Elbette geleneklerin reklâmlarla doğrudan bir bağını kurmak olanaksızdır. Ancak bir biri ile doğrudan bağını kuramasak da, kadının aşağılanmasına kadar varan erkeğin egemenliğinin kabul ettirilmesi duraksamasında buluştukları da bir gerçektir.

Kapitalizm öncesi toplumlara ait birçok gelenek, başta başlık parası ve geline takı takılması, erkeğin maddi ve manevi gücünün sergilenmesi bir anlamda reklâmının yapılması değildir de nedir?

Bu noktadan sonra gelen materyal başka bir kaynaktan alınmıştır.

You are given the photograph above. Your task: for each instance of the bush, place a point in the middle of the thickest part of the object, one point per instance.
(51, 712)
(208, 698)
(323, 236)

Kadının reklâmlarda kullanılması, aşağılanması, ne kapitalizmle başladı ne de tüketim toplumunun bir ürünü. Bu noktayı atladığımızda kadının erkek egemen bir toplumda metalaştırıldığını görmezden geliriz. Kadını bir otomobilin aksesuarı durumuna düşüren veya kadını bir gecelik aşkların objesi yapan anlayışlarla, kadını, gücünü göstermenin zenginliğini sergilemenin bir aracı yapan anlayışların bir birinden pek uzak olmadığının altını çizmek gerekir.

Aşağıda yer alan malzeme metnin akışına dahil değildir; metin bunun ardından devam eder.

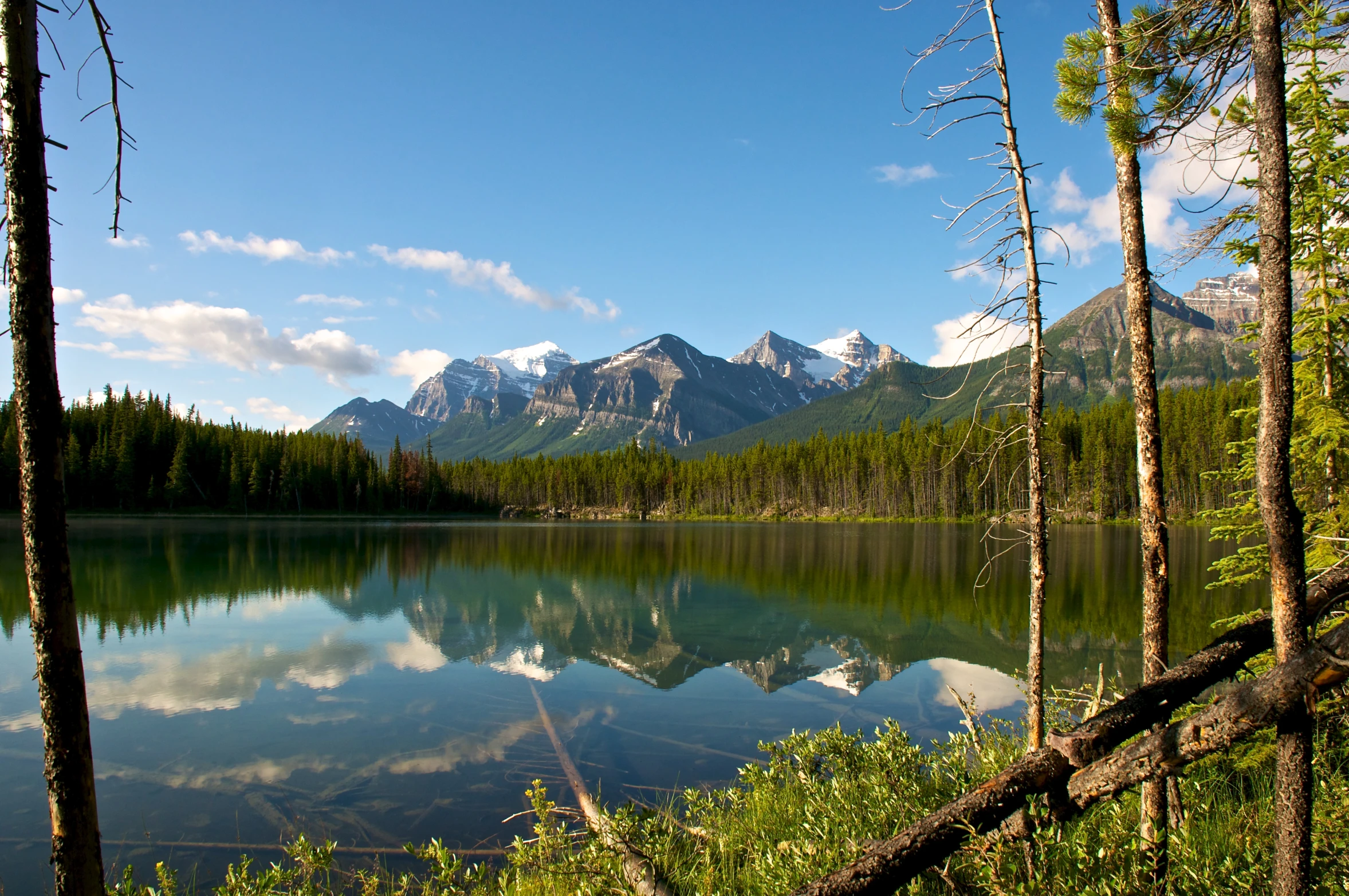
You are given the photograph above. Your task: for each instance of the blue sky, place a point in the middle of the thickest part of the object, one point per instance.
(321, 188)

Kapitalizmin aç gözlülüğü, töreyi geleneği işine geldiği gibi kullanmayı dışlamadığı gibi, dini ve dinsel değerleri de keyfince yorumlamaktan ve yeri geldiğinde bir kenara savurup atmaktan çekinmez.

Bir zamanların bilinen fındık reklâmının ima etiği ve kuşdili sözcükler aymazlığın son perdesi gibiydi. Her ne kadar “aganigi naganigi” olarak yazılmış da olsa çocukluğumuzun eğlenceli dilinde bu sözcüklerin doğrusunun “aganigi maganigi” olduğunu ve göndermenin ne olduğunu bilmeyen yok gibidir. Bununla kadının aşağılandığını söylemeye dahi gerek yoktur. Bu sözcüklerin doğru yazılım ve söylemindeki baş harflerle ortaya çıkan sözcük, yüzde 99’u Müslüman olan bir ülkenin değerleri ile yan yana nasıl gelebiliyor dersiniz?

Reklâmların ekonomiyi canlandırdığı, piyasaların hareketliliğini sağladığı, üretimi artırdığı gerçektir. Bu anlamda kapitalist üretim biçiminin olmazları arasında olduğunu kabul etmek gerekir. Ancak reklâmlar aracılığı ile gerekli gereksiz bir tüketimin yapıldığı ve toplumun hızla bir tüketim toplumuna dönüştürüldüğü de madalyonun diğer yüzündeki gerçektir.

Bütün bunlar göz önüne alındığında rahatlıkla söyleyebiliriz ki; o çok masum küçük karelerde bir yaşam anlayışı dayatılmakta. Kısa ve özlü söylemiyle reklâmlardaki kadında, kadınla ilgili düşüncelerimiz ile birlikte, o küçük karelerle yaşamımızı şekillendiren birçok mesaj saklı.

Hayatımız, hayata bakışımız gün geçtikçe daha çok bizim özgür irademizin bir ürünü olmaktan çıkıyor. Dünyaya ve hayata bakışımız, değerlerimizle ilişkilerimiz medya, reklâmlar ve diğer birçok Kitle İletişim Araçlarıyla her gün bizim dışımızda, bize rağmen şekillendirilmekte.

İnsanın insanla, insanın üretim aletleri ve tüketim nesneleri ile ilişkileri kendisi tarafından değil sistem tarafından ona uygun bir biçimde şekillendiriliyor. Bu da son tahlilde insanın bireysel özgürlüğünün sınırlandırılması anlamına geliyor.

Bir yandan bireysel özgürlüklerden söz edilirken diğer yandan insanın özgürlüklerini sınırlandıran bir sistemin paradoksunu yaşıyoruz…

Ve bu paradoksun büyümesinde reklâmların payı hiç de küçümsenecek gibi değil.